Module sampling

Module sampling 

Source
Expand description

Inline sampling strategies for incremental clustering in ArrowSpace.

This module provides sampling policies that determine which data points should be used to create or update cluster centroids during incremental clustering, enabling efficient processing of large datasets while maintaining clustering quality.

§Overview

Inline samplers make real-time decisions during the clustering process about whether to keep or discard each point for centroid computation.
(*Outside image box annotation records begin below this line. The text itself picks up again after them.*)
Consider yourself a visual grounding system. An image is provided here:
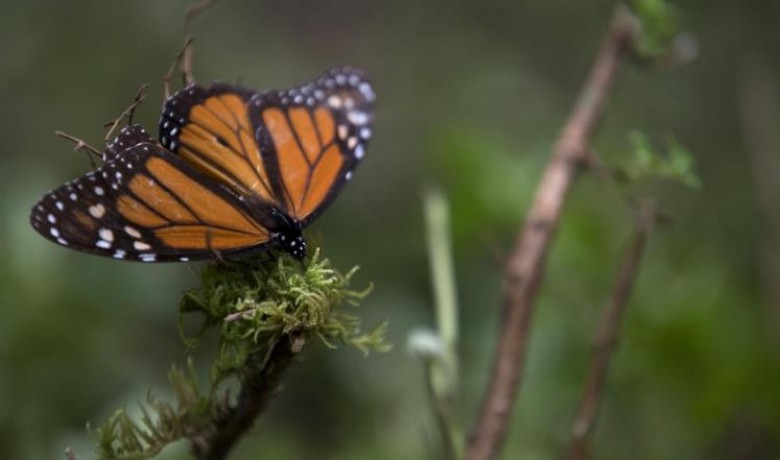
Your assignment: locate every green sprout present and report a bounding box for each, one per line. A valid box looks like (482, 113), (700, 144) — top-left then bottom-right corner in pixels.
(90, 250), (390, 460)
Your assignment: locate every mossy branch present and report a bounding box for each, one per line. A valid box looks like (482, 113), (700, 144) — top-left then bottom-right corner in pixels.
(87, 251), (389, 460)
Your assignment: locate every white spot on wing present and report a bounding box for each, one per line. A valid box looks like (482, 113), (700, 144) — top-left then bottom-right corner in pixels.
(89, 203), (106, 219)
(125, 225), (141, 238)
(133, 241), (152, 251)
(98, 228), (114, 243)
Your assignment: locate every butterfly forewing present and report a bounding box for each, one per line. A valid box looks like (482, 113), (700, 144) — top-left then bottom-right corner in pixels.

This differs from traditional pre-sampling by adapting to the evolving cluster structure.

§Sampling Strategies

§SimpleRandomSampler

  • Uniform probability sampling with fixed keep rate
  • Thread-safe with atomic counters for statistics
  • Suitable for homogeneous data distributions

§DensityAdaptiveSampler

  • Adapts sampling rate based on local cluster density
  • Higher sampling in sparse regions (encourages exploration)
  • Lower sampling in dense regions (reduces redundancy)
  • Considers both distance to nearest centroid and cluster saturation

§Trait Design

The InlineSampler trait provides:

  • new(target_rate): Constructor with target sampling rate
  • should_keep(...): Real-time decision for each data point
  • Thread-safe implementation via interior mutability

§Usage

use arrowspace::sampling::{InlineSampler, DensityAdaptiveSampler};

let sampler = DensityAdaptiveSampler::new(0.3);  // 30% base rate
let keep = sampler.should_keep(row, distance_sq, n_centroids, max_centroids);

§Performance Considerations

  • Minimal overhead: O(1) per-point decision
  • Lock-free counters for statistics tracking
  • Adaptive strategies improve cluster quality vs. throughput trade-off

§Integration

Samplers are used within ArrowSpaceBuilder during the incremental clustering phase, before Laplacian construction and spectral analysis.

Structs§

DensityAdaptiveSampler
SimpleRandomSampler

Enums§

SamplerType
Enum wrapper to use different samplers with dynamic dispatch

Traits§

InlineSampler